Ph'nglui mglw'nafh Cthulhu R'lyeh wgah'nagl fhtagn
Quote11.11.2013 14:150 people like thisLike
 

The training regimen and habits of sumo wrestlers probably hold the key to gaining in the most healthy way possible.

 

Here's a random CNN article I found: http://travel.cnn.com/tokyo/none/secrets-sumo-wrestlers-diet-067161

 

They exercise in the morning on an empty stomach for obvious physical benefits, but it apparently slows down the metabolism as well as it tricks the body to go into a starvation mode where calories must be saved. Then, they eat one or two massive meals the rest of the day and try to nap afterwards. Their meals consists of food that isn't fattening in small quantities, but they of course eat massive amounts of it.

 

To over simplify a complicated subject, it comes down to three points:

 

1. Eat large quantities of healthy foods.

2. Exercise regularly.

3. Slow down your metabolism.

Quote14.11.2013 15:250 people like thisLike
 

Oh this is perfect!  I've been struggling with the same thing myself.  I find that bananas are a great weight gainer.  Especially if you make a peanut butter and banana sandwich out of it!  Milk of course as well as most cheeses.  Nuts are a great snacking food and also very fattening.  I use to get massive bags of cashews and snacked on them all day.

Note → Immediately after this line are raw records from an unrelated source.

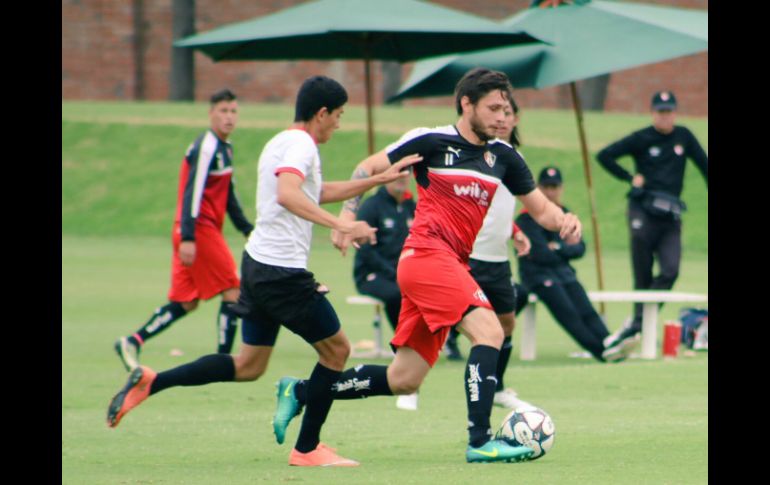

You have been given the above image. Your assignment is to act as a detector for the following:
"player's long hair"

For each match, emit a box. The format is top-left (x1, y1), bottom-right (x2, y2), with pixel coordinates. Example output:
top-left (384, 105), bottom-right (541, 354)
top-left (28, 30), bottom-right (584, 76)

top-left (455, 67), bottom-right (513, 115)
top-left (508, 92), bottom-right (521, 148)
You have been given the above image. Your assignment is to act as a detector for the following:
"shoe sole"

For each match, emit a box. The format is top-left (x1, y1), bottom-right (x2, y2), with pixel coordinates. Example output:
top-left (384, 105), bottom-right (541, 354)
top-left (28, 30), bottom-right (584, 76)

top-left (107, 367), bottom-right (144, 428)
top-left (465, 450), bottom-right (535, 463)
top-left (115, 339), bottom-right (139, 372)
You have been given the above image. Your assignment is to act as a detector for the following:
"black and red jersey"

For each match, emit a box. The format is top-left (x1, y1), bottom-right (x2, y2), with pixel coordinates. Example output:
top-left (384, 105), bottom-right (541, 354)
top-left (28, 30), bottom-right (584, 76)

top-left (386, 125), bottom-right (535, 262)
top-left (174, 130), bottom-right (254, 241)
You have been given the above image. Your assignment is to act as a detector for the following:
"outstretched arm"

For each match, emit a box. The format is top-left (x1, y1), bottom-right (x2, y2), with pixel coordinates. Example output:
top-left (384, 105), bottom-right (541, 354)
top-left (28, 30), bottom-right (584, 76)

top-left (278, 172), bottom-right (377, 244)
top-left (517, 189), bottom-right (582, 244)
top-left (321, 151), bottom-right (422, 203)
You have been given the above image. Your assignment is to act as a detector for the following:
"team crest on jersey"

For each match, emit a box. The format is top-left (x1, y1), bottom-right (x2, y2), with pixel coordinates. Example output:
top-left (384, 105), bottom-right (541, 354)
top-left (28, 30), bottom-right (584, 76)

Quote16.11.2013 20:490 people like thisLike
 

Extra Virgin Olive oil - it's heart healthy! and tasty! :) use as a dressing with lemon juice on .... all kindsa pasta dishes... Make like the Spanish and always have some on the side at dinner to dip bread into...

Ok now I'm hungry

Quote27.12.2013 09:200 people like thisLike
 

I was wondering the same thing!What a great thread:)

 

Smoothies are awesome, you can put 10+ bananas (frozen bananas make it taste like a milkshake), some almond butter, protein powder, etc. to get the calories up. I am thinking I will make a 1k calorie smoothie every morning (I already eat them daily). I use coconut milk for the liquid, but I do love soy milk too. Some people add an avocado - you can't taste it in the smoothie. I always add some other frozen fruit like berries, pineapple, mango, etc. I just started adding flax and/or chia seeds too.

 

If using this many bananas makes it too sweet, you can put a big handful of baby spinach in it (doesn't taste bad, i swear!). I like to use half frozen and half non-frozen - otherwise you get a brain freeze and the blender jams up. Make sure you add enough liquid.